I’m so glad to see that! For a long time I have had handwritten notes on a very similar matter without having the time to write them up. My motivation was a bit different (but the result similar): I was working with parameterized morphisms, as in the Para construction, and frustrated that eg Para(Set) doesn’t have equalizers even though Set does. The problem is that an equalizer in Para(Set) would have its object accordingly parameterized by the parameters of the morphisms it equalizers, but of course this is not allowed in Para(Set). So I started working with internal categories and a notion of parameterization there, which I called “proxying”: and a ‘proxy’ is just what that 1Lab page calls an “internal morphism”. Of course, in this world, you now have parameters on your objects (the arrow x:\Gamma\to X in the third diagram on that page), and so you can talk about things like “parameterized limits” and so on.

I guess I really should get around to writing that stuff up one day…

Rereading this again because I didn’t understand it the first time – this point about “parameterized objects” is quite interesting. In general, when you have morphisms that are “object-y” (i.e. the horizontal morphisms of a double category), it really does seem like you’d get a quite different notion of internal category than one is used to; I don’t have a good intuition at all for what that looks like. Please do write up these notes!
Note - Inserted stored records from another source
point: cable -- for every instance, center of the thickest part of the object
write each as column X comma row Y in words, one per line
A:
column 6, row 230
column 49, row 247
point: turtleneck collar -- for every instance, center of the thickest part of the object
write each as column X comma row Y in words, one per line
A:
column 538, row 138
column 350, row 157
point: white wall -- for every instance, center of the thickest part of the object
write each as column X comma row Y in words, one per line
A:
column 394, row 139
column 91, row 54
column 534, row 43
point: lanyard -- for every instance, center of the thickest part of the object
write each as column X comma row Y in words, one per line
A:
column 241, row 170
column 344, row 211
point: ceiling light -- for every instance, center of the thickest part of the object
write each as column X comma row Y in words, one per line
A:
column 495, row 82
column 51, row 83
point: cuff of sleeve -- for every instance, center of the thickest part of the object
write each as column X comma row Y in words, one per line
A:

This is a cool idea. Basically, we ask for a category object in presheaves on our original category whose presheaf of objects and presheaf of morphisms are representable. If our underlying category has pullbacks, then the pullbacks in presheaves of these representables are themselves representable; in this case everything takes place inside the underlying category. This ends up being nicer because reasoning gets to take place in our base type theory (which the presheaves land in), rather than in our underlying category.